En matière stratégique, j'affirme encore, en cet instant, la nécessité de donner la priorité au renseignement en développant des capacités propres insérées dans un cadre européen d'observation et d'analyse.
Par ailleurs, dans la situation financière actuelle très contrainte, le poids budgétaire des programmes sera étudié à la loupe et il faudra éviter les analyses purement financières face à des programmes stratégiquement lourds : la dissuasion mobilise environ 20 % des crédits d'équipement, et la part des systèmes liés au C3R - commandement, communication, contrôle et renseignement - représente environ 10 % de ces mêmes crédits.
Or, le spatial militaire et la dissuasion constituent des conditions essentielles de l'autonomie stratégique de notre pays, au service d'une défense européenne qu'il s'agit de préserver et de développer. Oui, l'espace constitue une priorité majeure face aux menaces et aux défis futurs.
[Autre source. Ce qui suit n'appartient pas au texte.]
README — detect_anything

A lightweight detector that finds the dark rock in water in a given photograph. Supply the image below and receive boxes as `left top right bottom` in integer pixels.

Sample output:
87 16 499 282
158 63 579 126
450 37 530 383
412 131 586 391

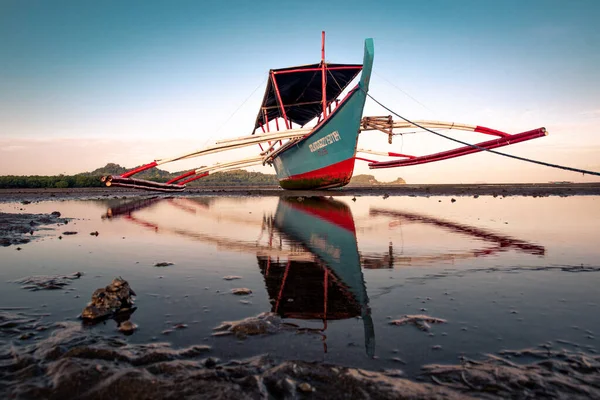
118 320 138 335
154 262 174 267
14 272 83 291
230 288 252 295
81 277 136 320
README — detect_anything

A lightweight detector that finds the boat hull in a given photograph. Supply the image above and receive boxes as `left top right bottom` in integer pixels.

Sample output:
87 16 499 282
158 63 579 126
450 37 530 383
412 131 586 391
273 38 374 190
273 87 365 190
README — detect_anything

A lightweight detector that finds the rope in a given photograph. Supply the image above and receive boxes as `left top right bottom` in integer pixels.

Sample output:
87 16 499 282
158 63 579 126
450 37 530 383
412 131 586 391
373 71 437 115
366 92 600 177
201 74 267 146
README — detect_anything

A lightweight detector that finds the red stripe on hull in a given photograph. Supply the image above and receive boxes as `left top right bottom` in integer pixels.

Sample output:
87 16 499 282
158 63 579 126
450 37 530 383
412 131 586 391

Il faut souligner à quel point les conflits récents ont montré le rôle essentiel que jouent désormais les moyens spatiaux : ils permettent d'évaluer de façon indépendante les situations et de remplir le rôle de nation-cadre dans des interventions extérieures. Or, le dispositif spatial français continue de présenter des lacunes dans trois domaines : le renseignement d'origine électromagnétique, l'imagerie radar tout temps et l'alerte avancée.
La préparation de l'avenir en matière spatiale passe par une recherche tenace de coopérations. Madame la ministre, se posent ici de nouvelles questions, auxquelles je vous demande, si possible, d'apporter des réponses.
La nouvelle Agence européenne de défense peut-elle être le vecteur de ces coopérations ?
Madame la ministre, de nouvelles questions se posent, auxquelles je vous demande d'apporter des réponses, si vous le pouvez.
La nouvelle Agence européenne de défense peut-elle être le vecteur de ces coopérations ? Est-il possible d'imaginer que, dorénavant, tout programme spatial soit envisagé et conçu en coopération ?
Enfin, il faut relancer une grande politique européenne de rapprochement industriel, de coordination d'investissements, de protection commune des secteurs stratégiques, d'aide à la recherche et au développement : il faut promouvoir de vastes coopérations en Europe.
Entre 1997 et 2002, nous avions entamé le processus de restructuration européenne des industries de défense ; ce mouvement semble marquer le pas.
Pis encore, dans certains cas, le bilan du gouvernement actuel peut se résumer d'un mot : immobilisme. Bercy, Matignon et même l'Élysée ont joué un « trouble jeu » en matière de politique industrielle de défense.
Le groupe EADS, impliqué dans un mauvais feuilleton judiciaire, de basse politique, a fait l'objet de fautes de gestion qui n'ont jamais été sanctionnées et qui mettaient en cause un État actionnaire négligent et irresponsable. Dans le cas de SAFRAN, un désordre managérial nuit à son image et met en danger l'équilibre de l'entreprise, donc l'emploi. Quant à la fusion entre Thales et DCN, elle est encalminée.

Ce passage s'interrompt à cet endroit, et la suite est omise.